Передача дел в Генеральном консульстве произошла скомкано. С одной стороны, действовать по обычной схеме – проводить прием, визиты к областному начальству, в МИД в Минске, всякие прочие встречи с нужными людьми – было как-то не совсем с руки. Тут и пандемия, и протесты – ну, как идти Ильину к начальнику местного УВД после событий на площади? По-хорошему, знакомство подразумевало и неофициальный формат, то есть и пригласить к себе надо, и в ответ съездить к партнеру куда-нибудь на природу. В Белоруссии это любили. И совсем не хотелось выяснять за столом вопрос: ты за кого – за белых или за красных? Да и в местном МИДе, судя по всему, никто особо не горел желанием встречаться с дипломатом, который сразу же такое отколол. Там тоже народ тертый работал.

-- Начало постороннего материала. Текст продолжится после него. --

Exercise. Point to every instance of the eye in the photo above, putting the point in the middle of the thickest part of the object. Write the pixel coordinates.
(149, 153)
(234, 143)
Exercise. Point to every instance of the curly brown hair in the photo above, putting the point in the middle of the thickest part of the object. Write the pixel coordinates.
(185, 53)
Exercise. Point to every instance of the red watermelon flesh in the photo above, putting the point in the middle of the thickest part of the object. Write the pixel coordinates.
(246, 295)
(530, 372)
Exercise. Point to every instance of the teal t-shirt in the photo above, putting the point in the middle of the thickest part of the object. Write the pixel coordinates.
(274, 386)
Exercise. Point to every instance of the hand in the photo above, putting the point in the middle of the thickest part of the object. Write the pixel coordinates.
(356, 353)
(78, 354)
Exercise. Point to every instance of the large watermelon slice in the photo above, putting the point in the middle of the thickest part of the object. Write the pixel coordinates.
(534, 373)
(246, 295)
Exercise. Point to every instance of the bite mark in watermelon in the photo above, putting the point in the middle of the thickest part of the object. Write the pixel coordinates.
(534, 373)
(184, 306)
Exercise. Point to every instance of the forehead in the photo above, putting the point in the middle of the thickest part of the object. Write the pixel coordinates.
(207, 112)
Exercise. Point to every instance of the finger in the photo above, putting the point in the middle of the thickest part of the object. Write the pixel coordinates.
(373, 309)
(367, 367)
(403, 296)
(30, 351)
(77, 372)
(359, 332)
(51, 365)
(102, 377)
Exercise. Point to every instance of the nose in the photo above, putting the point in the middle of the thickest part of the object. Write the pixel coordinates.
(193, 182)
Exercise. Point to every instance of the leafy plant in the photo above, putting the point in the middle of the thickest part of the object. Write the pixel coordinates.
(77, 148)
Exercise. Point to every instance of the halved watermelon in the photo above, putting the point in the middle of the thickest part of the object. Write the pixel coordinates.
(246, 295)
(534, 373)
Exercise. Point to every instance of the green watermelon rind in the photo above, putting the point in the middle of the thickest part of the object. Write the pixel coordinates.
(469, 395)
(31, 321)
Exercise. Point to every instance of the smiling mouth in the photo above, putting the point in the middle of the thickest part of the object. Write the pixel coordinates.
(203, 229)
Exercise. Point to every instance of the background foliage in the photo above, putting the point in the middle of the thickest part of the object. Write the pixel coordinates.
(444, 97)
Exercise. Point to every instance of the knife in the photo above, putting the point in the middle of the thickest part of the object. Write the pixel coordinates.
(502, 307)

К тому же и предшественник Ильина как-то резко в Москву заторопился, изменив свои первоначальные планы. Он, вообще-то, сначала никуда не спешил. Напротив, хотел «выбрать» все положенное для передачи дел время, а потом может даже еще и, используя добрые отношения с местным руководством, отдохнуть напоследок в государственном пансионате в недалекой пуще. Человек был опытный и знал, что для своих – а он кто же, как не свой – скидку там давали чуть не в половину цены. Но узнав все обстоятельства появления Ильина в городе, предшественник, как дипломат опытный, человек старой школы, резко заспешил, справедливо полагая, что пока он на месте, с него и весь спрос за происходящее. Порядки МИДовские он хорошо знал и вполне допускал, что в такой ситуации, если начнется разборка, могут спросить и с него: почему, например, не встретил нового человека в Минске и не объяснил ему всех сложностей местной жизни? Был бы человек, а за что его наказать всегда найдется.

Так что, сославшись на коронавирус и возможность нового закрытия границ, он буквально в течение трех дней представил Ильина по телефону всем, кому положено, и умотал в Москву. Да еще подгадал появиться в посольстве в Минске так, чтобы посла заведомо не было на месте – он освящал своим присутствием совместные военные учения. Какое-то там очередное «братство». А так, отметился: да, был, заезжал по дороге в Москву, наилучшие приветы просил передать, очень сокрушался, что не застал. Очень, мол, в Москву спешил. Якобы какое-то место ему там пообещали, но надо выходить чуть ли не сразу. По-человечески это было вполне понятно. Предшественник был уже пенсионного возраста, и хотя МИД и особенно его верхушка страшно постарели и сотрудников отправляли на пенсию в самом крайнем случае, но дефицит мест, особенно приличных, был колоссальным. Люди реально стояли в очередях после возвращения из командировок, искали знакомых, однокашников и прочие подходы, чтобы получить приличную должность. При этом вакансий за границей – конечно, не на уровне руководства учреждений – хватало, а вот желающих их занять приходилось искать. Для тех немногих дипломатов, которые еще помнили старые советские времена, все это звучало как абсолютная фантастика, но жизнь изменилась, и душу за загранкомандировку никто больше продавать не собирался.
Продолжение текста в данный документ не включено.